John Lennon was an asshole. Given the context of my life and exposure to classic rock and a desire to be a teenage radical punk, if only as an act of teenage rebellion, I gravitated toward him first for that reason. John Lennon’s tragic assassination also lent him a morbid appeal, as at that time the world was mourning 20 years of his untimely death. The album I’m most familiar with is of course the iconic “Imagine.” The song “Crippled Inside” also spoke to me and still touches a nerve as indeed:
“you can shine your shoes and wear a suit / you can come your hair and look quite cute / but one thing you can’t hide / is when you’re crippled inside.”
At that point in my life I felt crippled inside. When I began high school, I had survived two of the worst school years of my life from a social-emotional perspective. My life felt in upheaval with no constants, other than an emerging identity as a troubled youth and possible loner. I wore black, had few friends, and spent much time online. Adding to that factor was that my mentor had committed suicide on August 5, 1999. It was a time of despair and John Lennon’s caustic lyrics and arrogance were important. Even on the song “Imagine” he has a sort of sneer, yet the song is used for peace marches and protests, as an anthem for healing (it would be in heavy rotation following September 11th).

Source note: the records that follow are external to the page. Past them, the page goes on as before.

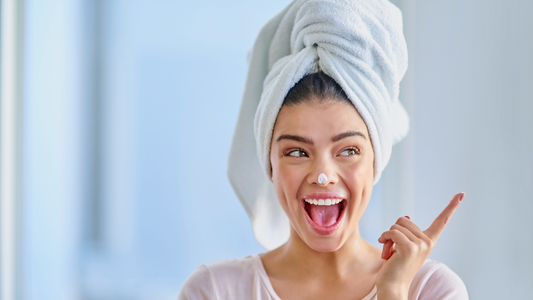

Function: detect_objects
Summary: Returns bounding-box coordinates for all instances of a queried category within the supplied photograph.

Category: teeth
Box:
[304,199,343,206]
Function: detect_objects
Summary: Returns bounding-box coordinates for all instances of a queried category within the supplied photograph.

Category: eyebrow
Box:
[332,131,367,142]
[276,134,314,145]
[275,131,366,145]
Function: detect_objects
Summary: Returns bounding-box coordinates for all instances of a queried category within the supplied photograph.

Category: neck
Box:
[271,228,379,280]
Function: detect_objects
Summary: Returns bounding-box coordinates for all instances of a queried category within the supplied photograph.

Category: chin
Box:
[303,234,347,253]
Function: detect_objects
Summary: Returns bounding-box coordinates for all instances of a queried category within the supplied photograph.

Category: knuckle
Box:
[419,241,429,252]
[426,238,435,249]
[404,242,416,253]
[390,228,402,237]
[391,224,402,231]
[396,217,409,225]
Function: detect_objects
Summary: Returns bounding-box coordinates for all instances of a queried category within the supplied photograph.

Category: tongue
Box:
[308,203,341,226]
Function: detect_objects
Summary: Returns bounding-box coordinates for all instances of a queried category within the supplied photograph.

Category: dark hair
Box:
[283,71,352,106]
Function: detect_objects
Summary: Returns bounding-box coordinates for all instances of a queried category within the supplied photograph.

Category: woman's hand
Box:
[375,192,465,300]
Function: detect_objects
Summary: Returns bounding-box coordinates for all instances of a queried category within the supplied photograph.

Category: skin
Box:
[260,98,463,300]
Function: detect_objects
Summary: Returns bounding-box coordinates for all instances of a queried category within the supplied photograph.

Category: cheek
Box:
[273,164,301,197]
[345,156,374,182]
[342,157,374,202]
[271,166,313,224]
[271,158,300,209]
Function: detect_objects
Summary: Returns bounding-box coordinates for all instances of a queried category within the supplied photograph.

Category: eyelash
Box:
[339,147,361,156]
[283,148,308,157]
[283,147,361,158]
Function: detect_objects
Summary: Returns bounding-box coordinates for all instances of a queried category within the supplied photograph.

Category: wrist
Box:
[376,284,408,300]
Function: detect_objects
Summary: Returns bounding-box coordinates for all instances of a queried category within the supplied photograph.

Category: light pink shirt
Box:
[179,255,468,300]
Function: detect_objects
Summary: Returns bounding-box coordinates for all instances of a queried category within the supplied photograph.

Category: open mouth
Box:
[302,198,347,235]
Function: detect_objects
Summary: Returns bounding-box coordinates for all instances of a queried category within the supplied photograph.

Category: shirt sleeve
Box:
[417,264,469,300]
[178,265,217,300]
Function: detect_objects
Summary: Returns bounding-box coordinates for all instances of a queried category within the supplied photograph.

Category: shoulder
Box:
[203,254,259,279]
[178,255,262,300]
[409,260,469,300]
[178,264,215,300]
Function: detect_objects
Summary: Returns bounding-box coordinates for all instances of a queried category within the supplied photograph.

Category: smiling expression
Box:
[270,98,375,252]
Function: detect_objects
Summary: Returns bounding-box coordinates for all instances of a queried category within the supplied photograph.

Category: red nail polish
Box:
[405,216,410,220]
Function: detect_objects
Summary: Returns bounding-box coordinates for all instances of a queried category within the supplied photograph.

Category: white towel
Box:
[228,0,409,250]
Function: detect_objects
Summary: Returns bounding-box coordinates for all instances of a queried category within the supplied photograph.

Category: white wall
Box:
[24,0,85,299]
[21,0,533,299]
[383,0,533,298]
[81,1,291,299]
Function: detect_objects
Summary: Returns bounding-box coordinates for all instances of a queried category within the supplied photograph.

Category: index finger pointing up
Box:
[424,192,465,242]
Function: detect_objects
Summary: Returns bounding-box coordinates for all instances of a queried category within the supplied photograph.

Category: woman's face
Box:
[270,99,374,252]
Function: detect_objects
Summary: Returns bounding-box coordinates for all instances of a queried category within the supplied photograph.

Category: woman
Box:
[180,0,468,299]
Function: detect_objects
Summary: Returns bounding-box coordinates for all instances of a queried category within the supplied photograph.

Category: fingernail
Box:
[459,192,465,202]
[405,216,410,220]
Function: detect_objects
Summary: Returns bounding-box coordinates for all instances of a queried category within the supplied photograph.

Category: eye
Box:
[284,149,308,157]
[339,147,360,156]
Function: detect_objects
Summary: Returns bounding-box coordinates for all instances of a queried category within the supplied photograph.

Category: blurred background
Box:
[0,0,532,299]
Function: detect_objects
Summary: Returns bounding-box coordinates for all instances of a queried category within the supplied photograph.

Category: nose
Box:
[307,156,338,186]
[318,173,328,185]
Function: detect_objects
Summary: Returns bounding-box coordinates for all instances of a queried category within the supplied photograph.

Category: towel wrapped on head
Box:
[228,0,409,250]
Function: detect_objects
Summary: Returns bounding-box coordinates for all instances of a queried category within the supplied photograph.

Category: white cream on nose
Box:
[318,173,328,185]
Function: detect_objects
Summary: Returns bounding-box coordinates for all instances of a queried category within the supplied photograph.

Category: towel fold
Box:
[228,0,409,250]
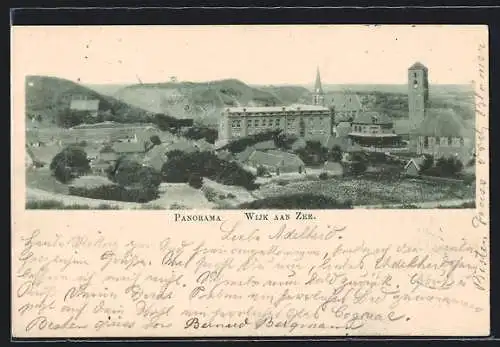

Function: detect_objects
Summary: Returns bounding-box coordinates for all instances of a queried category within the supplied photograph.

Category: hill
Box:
[112,79,308,127]
[26,75,151,128]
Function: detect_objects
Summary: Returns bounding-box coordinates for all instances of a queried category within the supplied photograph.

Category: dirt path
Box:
[26,183,216,209]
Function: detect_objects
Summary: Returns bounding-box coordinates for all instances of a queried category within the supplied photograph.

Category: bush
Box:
[161,151,257,190]
[222,130,282,153]
[319,172,329,180]
[329,145,343,162]
[150,135,161,146]
[256,165,269,177]
[184,126,218,144]
[203,188,218,202]
[188,173,203,189]
[114,160,161,189]
[69,184,159,203]
[424,157,464,178]
[50,146,91,183]
[419,154,434,173]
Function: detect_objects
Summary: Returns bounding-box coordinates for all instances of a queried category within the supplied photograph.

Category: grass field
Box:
[256,175,475,206]
[26,168,69,194]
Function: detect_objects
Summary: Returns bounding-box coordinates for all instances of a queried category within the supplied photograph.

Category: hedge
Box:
[69,183,158,203]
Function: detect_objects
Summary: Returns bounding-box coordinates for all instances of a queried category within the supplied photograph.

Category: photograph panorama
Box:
[23,25,478,210]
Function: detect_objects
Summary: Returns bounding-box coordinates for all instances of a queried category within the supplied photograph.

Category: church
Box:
[407,62,471,161]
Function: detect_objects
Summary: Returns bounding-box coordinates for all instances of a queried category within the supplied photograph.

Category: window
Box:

This song’s overt religiousness has always been lost on me, even as I type this. The specific message has been about having peace via the communist revolution. While most likely that is the imposition of 2016 values, the communism certainly did speak to me with perhaps only an exaggerated, contemporary importance. Politics had entered my consciousness, through this song and the other classic rock music that I was sponging into my existence.
At the beginning of high school, I was reinventing myself consciously with music. I have always been a navel gazer. Up to that point, music had been in popular culture, from my sister, and somewhat from my parents. My identity was being tied to music and continues to do so. The freshman year and The Beatles and John Lennon do invoke a more simple time in my life that I feel very disconnected from at this point. Despite periodic revivals, despite the tradition of “White Album Januarys” (where I revisit their catalog but focusing on that album specifically), The Beatles remain a part of my past and childhood that no longer resonates. The Beatles defined my life for two years, and even with my expansion to their solo careers (John and George would be explored in college, c.2005), they no longer tug at my heart strings.
The journals from that era as well as other artifacts speak more to the significance of The Beatles than I can today. The band almost seems irrelevant on a personal level. In sum, the inclusion of the song “Imagine” for its religious aspect has been based more on cultural value and interpretation, as it has always been secondary to my personal experience. The song “Crippled Inside” speaks more to me on religious themes as does his album with Plastic Ono band in the 1970s. John Lennon’s politics also stuck out to me, and that is certainly the focus and lens of 2016, the year of a pivotal presidential election.
The Beatles may have been bigger than Jesus, and certainly they were that way for me from 1999–2001 even if that no longer resonates. The Beatles live on in popular culture, as they do in my memory, but that is what they are, a memory. I’ll remember more on religion later.